Mahindroo Neeraj, Peng Yi-Hui, Lin Chia-Hui, Tan Uan-Kang, Prakash Ekambaranellore, Lien Tzu-Wen, Lu I-Lin, Lee Hong-Jen, Hsu John Tsu-An, Chen Xin, Liao Chun-Chen, Lyu Ping-Chiang, Chao Yu-Sheng, Wu Su-Ying, Hsieh Hsing-Pang
Division of Biotechnology and Pharmaceutical Research, National Health Research Institutes, 35 Keyan Road, Zhunan Town, Miaoli County 350, Taiwan, Republic of China.
J Med Chem. 2006 Oct 19;49(21):6421-4. doi: 10.1021/jm060663c.

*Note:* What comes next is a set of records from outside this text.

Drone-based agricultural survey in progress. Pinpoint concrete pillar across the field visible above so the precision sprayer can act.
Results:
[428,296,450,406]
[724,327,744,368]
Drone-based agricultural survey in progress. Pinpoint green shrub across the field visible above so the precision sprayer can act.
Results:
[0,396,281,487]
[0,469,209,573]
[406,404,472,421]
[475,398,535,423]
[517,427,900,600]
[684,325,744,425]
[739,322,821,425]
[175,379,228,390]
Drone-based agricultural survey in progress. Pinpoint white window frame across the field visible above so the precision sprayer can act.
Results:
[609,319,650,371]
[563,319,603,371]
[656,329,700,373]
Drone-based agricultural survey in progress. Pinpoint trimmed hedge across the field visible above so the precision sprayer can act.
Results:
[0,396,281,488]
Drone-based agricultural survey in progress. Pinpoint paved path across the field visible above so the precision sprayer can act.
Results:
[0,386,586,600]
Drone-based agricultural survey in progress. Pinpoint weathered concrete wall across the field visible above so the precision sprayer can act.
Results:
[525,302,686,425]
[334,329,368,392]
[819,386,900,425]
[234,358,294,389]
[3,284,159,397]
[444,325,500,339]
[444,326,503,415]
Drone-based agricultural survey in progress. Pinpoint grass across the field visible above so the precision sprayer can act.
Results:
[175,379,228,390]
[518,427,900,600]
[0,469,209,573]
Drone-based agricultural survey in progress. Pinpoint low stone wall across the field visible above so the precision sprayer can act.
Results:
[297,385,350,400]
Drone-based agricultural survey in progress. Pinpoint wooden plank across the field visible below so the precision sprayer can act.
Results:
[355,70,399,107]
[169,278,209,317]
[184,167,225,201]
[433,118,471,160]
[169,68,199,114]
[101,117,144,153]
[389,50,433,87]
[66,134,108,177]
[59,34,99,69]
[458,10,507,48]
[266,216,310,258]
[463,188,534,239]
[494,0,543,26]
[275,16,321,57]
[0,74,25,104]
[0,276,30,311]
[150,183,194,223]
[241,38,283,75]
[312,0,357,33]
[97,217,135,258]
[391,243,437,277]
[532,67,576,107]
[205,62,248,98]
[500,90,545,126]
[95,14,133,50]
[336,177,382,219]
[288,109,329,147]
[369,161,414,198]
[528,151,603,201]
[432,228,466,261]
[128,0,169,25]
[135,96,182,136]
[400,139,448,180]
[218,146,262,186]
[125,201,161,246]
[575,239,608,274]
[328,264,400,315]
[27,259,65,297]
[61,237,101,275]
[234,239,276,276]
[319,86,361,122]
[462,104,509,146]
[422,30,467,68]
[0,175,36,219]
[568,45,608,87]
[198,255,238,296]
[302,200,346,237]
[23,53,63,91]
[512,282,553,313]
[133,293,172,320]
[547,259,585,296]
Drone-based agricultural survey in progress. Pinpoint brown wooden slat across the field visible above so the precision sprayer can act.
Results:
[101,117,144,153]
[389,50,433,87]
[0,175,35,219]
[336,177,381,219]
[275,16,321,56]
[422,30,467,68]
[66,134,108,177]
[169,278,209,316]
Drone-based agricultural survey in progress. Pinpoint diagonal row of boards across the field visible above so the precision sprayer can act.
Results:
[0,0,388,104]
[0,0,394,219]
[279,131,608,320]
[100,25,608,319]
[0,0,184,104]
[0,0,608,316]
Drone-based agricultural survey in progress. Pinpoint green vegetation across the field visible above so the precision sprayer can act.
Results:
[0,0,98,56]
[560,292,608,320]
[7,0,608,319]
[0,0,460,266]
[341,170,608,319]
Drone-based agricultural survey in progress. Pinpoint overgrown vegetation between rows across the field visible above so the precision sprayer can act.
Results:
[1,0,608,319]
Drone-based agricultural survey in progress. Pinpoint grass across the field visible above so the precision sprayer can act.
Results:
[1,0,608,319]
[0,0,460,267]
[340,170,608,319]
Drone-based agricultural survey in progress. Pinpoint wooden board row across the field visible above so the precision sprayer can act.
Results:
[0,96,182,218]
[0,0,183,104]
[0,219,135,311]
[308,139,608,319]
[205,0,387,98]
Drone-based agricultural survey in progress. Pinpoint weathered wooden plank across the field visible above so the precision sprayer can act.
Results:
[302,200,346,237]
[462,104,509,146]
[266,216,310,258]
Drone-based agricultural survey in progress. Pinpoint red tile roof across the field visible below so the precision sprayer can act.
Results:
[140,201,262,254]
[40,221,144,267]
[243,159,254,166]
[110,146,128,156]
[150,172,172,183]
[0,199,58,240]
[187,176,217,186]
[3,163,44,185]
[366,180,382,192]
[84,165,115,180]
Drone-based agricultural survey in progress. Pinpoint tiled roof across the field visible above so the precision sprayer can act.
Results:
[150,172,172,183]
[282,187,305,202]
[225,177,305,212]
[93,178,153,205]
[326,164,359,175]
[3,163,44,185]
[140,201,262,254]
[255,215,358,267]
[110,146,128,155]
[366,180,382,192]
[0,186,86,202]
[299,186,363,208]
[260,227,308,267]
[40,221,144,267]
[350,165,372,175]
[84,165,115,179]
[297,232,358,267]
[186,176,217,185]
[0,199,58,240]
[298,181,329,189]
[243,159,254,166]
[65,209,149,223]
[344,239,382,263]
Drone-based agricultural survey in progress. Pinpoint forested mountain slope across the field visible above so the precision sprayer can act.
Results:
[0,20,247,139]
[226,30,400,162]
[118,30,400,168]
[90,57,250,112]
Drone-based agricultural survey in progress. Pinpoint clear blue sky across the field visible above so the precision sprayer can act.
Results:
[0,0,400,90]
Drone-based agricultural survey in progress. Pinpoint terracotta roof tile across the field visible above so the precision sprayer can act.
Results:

Type 2 diabetes has rapidly reached an epidemic proportion becoming a major threat to global public health. PPAR agonists have emerged as a leading class of oral antidiabetic drugs. We report a structure biology analysis of novel indole-based PPAR agonists to explain the structure-activity relationships and present a critical analysis of reasons for change in selectivity with change in the orientation of the same scaffolds. The results would be helpful in designing novel PPAR agonists.
2型糖尿病已迅速发展到流行程度,成为全球公共卫生的重大威胁。过氧化物酶体增殖物激活受体(PPAR)激动剂已成为一类主要的口服抗糖尿病药物。我们报告了新型吲哚基PPAR激动剂的结构生物学分析,以解释构效关系,并对同一支架方向改变时选择性变化的原因进行批判性分析。这些结果将有助于设计新型PPAR激动剂。